T1 FIX7 Blueprint Patch - G-NOLEGACY Phase Fix (BLOCKER 2)
03 - BLOCKER 2: G-NOLEGACY Phase-Deadlock Fix
Codex finding
A single G-NOLEGACY was required green before PKG-F, but PKG-F is the step that revokes EXECUTE
and makes its ACL clause green. PKG-D ran the full guard while every legacy routine was still
PUBLIC-executable; S15 listed it as proof after the step. This is a deadlock / false-green invite.
(Codex CHECK_G FAIL.)
The fix - split into phase-specific contracts (blueprint doc 06)
G-NOLEGACY is replaced by two phase-correct guards (no readiness gate added):
- G-NOLEGACY-PRE (gates the cutover; run at S13/PKG-D and as the S15 in-transaction precondition):
a structural/closure + readiness proof that does NOT require EXECUTE already revoked. It asserts:
dependency_manifest#11 closure from the new entrypoints reaches 0 legacy objects (recursive, non-vacuous — roots exist, traversal non-empty); the sealed legacy-disposition set is complete (0 unknown, both-EXCEPT vs catalog empty); every member has exactly one disposition; rollback artifacts staged (pinned #27 source for STUB_FAIL_CLOSED, captured ACL for REVOKE_ONLY). - G-NOLEGACY-POST (verifies the cutover; run after S15 and at S19): over the sealed set,
non-owner effective EXECUTE (role-membership expanded via
pg_auth_members) = 0; every STUB_FAIL_CLOSED member is fail-closed; REVOKE_ONLY members are EXECUTE-revoked with body unchanged.
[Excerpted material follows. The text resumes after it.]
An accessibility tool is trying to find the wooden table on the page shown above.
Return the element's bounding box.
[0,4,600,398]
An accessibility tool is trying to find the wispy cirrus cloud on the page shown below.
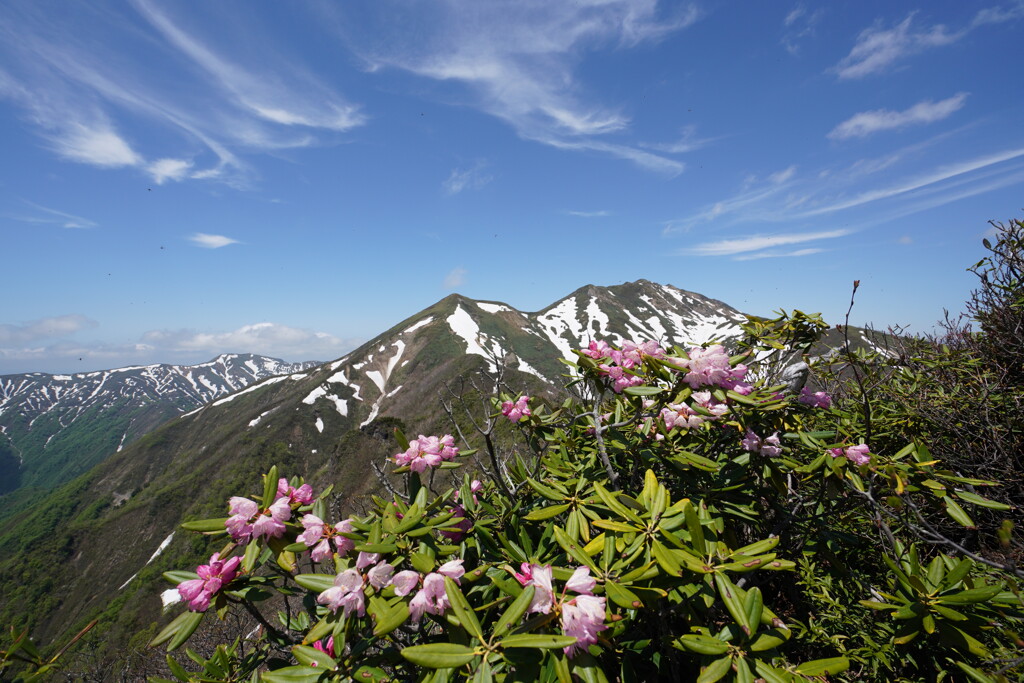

Non-vacuous (the sealed set is non-empty and the check ran over all of it).
Package/order mapping (blueprint docs 04, 07)
- PKG-D / S13 gate =
G-NOLEGACY-PREonly. PKG-D explicitly never runs the post-state guard, so it does not falsely require EXECUTE already revoked while legacy is still PUBLIC-executable. - PKG-F / S15 precondition =
G-NOLEGACY-PRE; post-proof =G-NOLEGACY-POST. - S19 / PKG-I re-runs
G-NOLEGACY-POST.
The impossible "POST must pass before the action that creates POST state" is removed: PRE gates the action, POST verifies it.
Self-check
PASS only if the PRE/POST split resolves the deadlock → PASS. PRE is satisfiable before any REVOKE (it is a structural/closure/completeness proof); POST is only asserted after the REVOKE. The non-vacuity rule (guard-quality rule 1) still binds both, so neither can pass via an empty/mis-rooted computation.